I read a previous post regarding the error 'Could not generate DH keypair' fired when the server sents a key longer than 1024 bits. Downloading the JCE unlimited jars should fix this issue. In the test environment I have I encountered the following, for the same web server if I use Java 6 I don't get any errors when performing the https query but if I use Java 7 then I get 'Could not generate DH keypair'.
I tried replacing the jar files for JCE unlimited but still get the same error. The bug is reported since 2007, but why does it run for Java 6 and not for Java 7? Are the files to download not the proper ones? I got the link from a previous post Java: Why does SSL handshake give 'Could not generate DH keypair' exception?.
At this point I don't know what to do. If I try to load the BouncyCastle provider I get an ArrayOutOfIndex exception. My server only allows DH algorithm so I can't use another algorithm like suggested in the above post.
Some additions or clarifications:
(Suncle) Java 7 since 7u09 uses a more sensible consistent order of ciphersuites by default, unlike the seemingly random order in 7u04. (I don't have tests between 04 and 09.) This order puts ECDHE and plain-RSA (aka akRSA) before DHE, and thus avoids the problem if AND ONLY IF the server supports ECDHE or RSA and agrees to client preference. (Or ECDH-fixed, but practically nobody uses that.) If the server insists on DHE (for whatever reason) AND uses DH>1024 bits, you still have the problem.

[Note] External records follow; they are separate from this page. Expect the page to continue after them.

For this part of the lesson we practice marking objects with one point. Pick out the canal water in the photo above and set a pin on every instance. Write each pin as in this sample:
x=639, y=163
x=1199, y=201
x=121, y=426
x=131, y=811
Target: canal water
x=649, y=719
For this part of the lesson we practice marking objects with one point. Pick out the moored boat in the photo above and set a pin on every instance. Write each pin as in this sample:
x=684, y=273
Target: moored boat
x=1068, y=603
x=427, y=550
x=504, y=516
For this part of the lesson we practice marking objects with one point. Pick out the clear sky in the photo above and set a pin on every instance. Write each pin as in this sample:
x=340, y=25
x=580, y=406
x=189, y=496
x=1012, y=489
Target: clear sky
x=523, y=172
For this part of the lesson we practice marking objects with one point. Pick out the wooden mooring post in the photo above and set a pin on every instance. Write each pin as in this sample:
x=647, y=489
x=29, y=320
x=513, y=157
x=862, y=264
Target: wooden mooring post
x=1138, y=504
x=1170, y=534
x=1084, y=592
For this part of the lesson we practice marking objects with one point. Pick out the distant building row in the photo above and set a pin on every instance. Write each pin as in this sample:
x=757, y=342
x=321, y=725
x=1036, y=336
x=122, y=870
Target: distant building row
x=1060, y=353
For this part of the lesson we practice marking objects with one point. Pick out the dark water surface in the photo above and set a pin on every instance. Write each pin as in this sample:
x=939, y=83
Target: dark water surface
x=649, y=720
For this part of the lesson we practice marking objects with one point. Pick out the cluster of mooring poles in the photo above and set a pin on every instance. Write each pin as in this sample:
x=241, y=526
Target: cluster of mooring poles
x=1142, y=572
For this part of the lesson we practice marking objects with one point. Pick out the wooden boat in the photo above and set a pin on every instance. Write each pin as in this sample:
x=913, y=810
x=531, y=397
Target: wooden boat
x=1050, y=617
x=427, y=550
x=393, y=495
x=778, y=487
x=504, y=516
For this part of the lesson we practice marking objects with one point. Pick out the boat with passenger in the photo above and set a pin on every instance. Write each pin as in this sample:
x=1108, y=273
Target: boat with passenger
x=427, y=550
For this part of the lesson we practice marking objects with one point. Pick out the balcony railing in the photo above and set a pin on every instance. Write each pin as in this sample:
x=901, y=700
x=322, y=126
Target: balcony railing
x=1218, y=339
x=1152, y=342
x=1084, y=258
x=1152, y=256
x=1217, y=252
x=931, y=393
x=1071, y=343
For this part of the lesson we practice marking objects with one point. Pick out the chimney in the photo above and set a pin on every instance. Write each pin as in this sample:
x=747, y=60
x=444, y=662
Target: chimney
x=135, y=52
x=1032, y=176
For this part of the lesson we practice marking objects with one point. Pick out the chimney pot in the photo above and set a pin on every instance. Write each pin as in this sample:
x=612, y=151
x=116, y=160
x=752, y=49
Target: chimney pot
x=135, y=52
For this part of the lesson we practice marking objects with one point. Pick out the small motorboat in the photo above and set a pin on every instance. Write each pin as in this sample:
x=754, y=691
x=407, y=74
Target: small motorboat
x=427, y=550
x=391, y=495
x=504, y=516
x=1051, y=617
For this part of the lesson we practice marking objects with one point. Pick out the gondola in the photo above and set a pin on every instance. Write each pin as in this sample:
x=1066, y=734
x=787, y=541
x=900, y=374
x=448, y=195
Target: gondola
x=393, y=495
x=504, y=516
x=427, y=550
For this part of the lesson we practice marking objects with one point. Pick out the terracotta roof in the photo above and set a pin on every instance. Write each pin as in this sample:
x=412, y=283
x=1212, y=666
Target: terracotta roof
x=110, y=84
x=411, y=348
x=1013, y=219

If the asker (or anyone else) connects to a server that truly requires integer-DH (and not ECDH or RSA), the only way to work with Java before 8 is to get the server to use DH 1024-bit. Which AFAWK is technically secure for a few more years, but with a thin margin it is prohibited by important authorities like NIST (see Special Pub 800-57 at csrc.nist.gov). (Even RSA 1024 isn't actually broken yet, but it probably will be soon and so is prohibited.)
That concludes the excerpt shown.